China’s PMI Will Set the Tone For the Week. Selling Pressure Remains Strong.

August 22, 2011
Author: Peter Stolcers, Founder of OneOption
Author
Pete

Last week, the market declined on credit concerns and weak economic releases. Global leaders are vacationing and potential solutions are miles away.

Stocks in Europe tanked Wednesday night and a negative tone was set before the open. A weaker than expected initial jobless claims number and hotter core inflation added to the selling pressure. The final blow was delivered 30 minutes after the open when Philly Fed missed expectations by a huge margin. The market was down more than 60 S&P 500 points by the end of the day.

Once the market decline gained traction, option expiration on Friday became a factor. Sell programs were triggered and they pushed stocks even lower. We are just above support and I suspect we will see a little bargain hunting this week. The bids will be small and one negative news event could lead to a breakdown.

Tonight, we will get a flash reading for China’s PMI. They have been tightening progressively and it fell below 50 last month signaling economic contraction. I am expecting a weak number. Tomorrow, Europe will release its flash PMI reading. Conditions have been deteriorating and last week Germany reported .2% GDP growth. They have been the activity cornerstone for the EU. The market will struggle to get through these two reports.

The economic numbers are fairly light the rest of the week. They include durable goods, GDP and initial claims. Stocks are already priced for bad news.

Financial leaders will meet at a conference in Jackson Hole and this is the biggest event of the week. Ben Bernanke will speak and traders are expecting “sweet nothings”. They want the Fed to stimulate the economy. This ray of hope could keep a small bid to the market, but any buying will be very tenuous. Most analysts feel that Fed action is nothing more than a placebo.

The EU is scrambling for solutions. It will take months if not years to forge fiscal spending policies and that is a prerequisite to issuing Eurobonds. Consequently, even if Eurobonds were a consideration, they would not calm nerves because of the timeline. Any ESRA solution will be months away and it will require a unanimous vote by all EU members. Important auctions will be held in coming weeks. Italy has €150 billion to refinance in the next month.

In the US, fiscal spending has ended and now we have entered the era of austerity. This double whammy will weigh on economic activity. Quantitative easing was ineffective and traders feel that the Fed is out of bullets. Deteriorating conditions will add to the deficits.

Investors are worried and they are heading for the exits. There is a feeling of helplessness. EU credit solutions are non-existent and a double dip recession seems inevitable.

Investors are selling assets as fast as they can and the market continues to slip. This morning, the S&P 500 opened 12 points higher. Since the opening bell there has been a steady drift lower and the selling pressure is heavy. Stocks are cheap, but no one will stick their neck out until major issues are addressed.

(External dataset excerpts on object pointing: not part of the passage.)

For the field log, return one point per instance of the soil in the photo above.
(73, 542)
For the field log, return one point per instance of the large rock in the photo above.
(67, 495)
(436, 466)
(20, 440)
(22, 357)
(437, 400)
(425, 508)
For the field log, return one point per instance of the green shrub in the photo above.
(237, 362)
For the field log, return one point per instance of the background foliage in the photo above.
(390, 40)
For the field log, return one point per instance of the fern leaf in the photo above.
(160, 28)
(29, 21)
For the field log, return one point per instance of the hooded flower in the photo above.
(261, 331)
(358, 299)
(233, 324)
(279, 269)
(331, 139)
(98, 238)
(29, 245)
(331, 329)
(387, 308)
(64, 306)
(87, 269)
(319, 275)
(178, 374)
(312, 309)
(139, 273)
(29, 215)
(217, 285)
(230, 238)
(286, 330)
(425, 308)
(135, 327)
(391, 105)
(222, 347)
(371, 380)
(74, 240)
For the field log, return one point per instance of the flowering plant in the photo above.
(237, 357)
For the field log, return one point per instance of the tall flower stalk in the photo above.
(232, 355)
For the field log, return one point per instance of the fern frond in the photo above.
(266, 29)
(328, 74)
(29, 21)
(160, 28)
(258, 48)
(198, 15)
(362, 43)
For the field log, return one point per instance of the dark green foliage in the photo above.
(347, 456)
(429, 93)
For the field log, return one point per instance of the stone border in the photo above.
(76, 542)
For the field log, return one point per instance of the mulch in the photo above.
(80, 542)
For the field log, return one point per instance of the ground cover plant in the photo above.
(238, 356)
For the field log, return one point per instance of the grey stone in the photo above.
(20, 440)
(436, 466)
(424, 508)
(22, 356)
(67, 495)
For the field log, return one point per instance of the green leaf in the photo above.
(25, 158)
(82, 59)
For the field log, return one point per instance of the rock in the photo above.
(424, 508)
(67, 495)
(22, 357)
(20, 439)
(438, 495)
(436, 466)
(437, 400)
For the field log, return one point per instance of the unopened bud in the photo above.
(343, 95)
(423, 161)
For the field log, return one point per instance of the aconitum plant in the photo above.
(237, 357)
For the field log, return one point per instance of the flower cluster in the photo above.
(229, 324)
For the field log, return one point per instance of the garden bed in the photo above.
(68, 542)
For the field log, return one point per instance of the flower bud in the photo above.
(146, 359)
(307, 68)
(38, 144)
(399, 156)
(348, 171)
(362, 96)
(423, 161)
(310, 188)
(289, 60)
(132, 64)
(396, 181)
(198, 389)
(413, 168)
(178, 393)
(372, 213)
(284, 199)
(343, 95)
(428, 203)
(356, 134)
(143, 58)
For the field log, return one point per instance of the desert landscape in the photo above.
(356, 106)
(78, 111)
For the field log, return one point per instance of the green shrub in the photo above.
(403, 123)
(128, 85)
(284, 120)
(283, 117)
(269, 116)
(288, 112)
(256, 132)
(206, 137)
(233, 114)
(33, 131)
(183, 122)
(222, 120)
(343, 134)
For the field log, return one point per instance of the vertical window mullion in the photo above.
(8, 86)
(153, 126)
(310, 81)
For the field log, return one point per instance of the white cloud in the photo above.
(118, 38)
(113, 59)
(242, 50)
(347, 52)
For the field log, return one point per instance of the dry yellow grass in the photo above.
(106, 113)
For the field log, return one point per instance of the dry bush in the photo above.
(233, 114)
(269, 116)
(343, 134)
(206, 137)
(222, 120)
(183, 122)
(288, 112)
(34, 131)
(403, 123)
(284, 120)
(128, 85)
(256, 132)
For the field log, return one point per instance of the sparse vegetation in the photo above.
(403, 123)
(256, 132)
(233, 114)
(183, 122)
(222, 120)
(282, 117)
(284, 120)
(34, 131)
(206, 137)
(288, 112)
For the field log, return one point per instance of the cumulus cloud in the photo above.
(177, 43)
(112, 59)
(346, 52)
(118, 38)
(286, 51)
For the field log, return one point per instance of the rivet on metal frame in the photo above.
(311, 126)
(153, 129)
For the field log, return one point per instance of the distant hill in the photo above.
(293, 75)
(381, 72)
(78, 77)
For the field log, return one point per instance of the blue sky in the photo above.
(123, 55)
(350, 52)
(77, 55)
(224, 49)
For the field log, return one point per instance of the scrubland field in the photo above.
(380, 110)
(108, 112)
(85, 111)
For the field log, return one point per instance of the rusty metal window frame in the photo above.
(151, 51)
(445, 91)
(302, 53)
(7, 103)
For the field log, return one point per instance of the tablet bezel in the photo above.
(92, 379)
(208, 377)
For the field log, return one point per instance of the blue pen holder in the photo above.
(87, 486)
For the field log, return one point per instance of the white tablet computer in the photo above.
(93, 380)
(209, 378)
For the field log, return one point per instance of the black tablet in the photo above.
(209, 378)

If China’s flash PMI comes in benign, stocks could rally on light volume this week. Conditions have been slipping, but I am not expecting a free fall in China. On the other hand, an ugly number will push stocks down to the low (SPY $110).

I am cautiously holding onto a handful of September put credit spread positions. If SPY $110 fails, I will buy them back. As mentioned last week I have not been adding. My August put credit spreads expired last Friday and even though I had to sweat a few of the positions out, they expired and I made nice money.

If we get through the PMI numbers, I might sell a few more put spreads. I do not want to load up.

Look for signs of support. I would like to see a couple of positive days with buying into the closing bell. Option implied volatilities are extremely high and you should be favoring selling strategies. Stocks are cheap and I feel comfortable selling out of the money put credit spreads.

Look for selling pressure early in the day. If stocks can hold by mid-afternoon, we will see a small rally into the close. Keep your size small and wait for signs of support.

If the market continues to slip, stay away. I would not buy puts and I would not sell calls spreads. A snap back rally would crush these positions and you need to wait for a failed rally before entering bearish trades.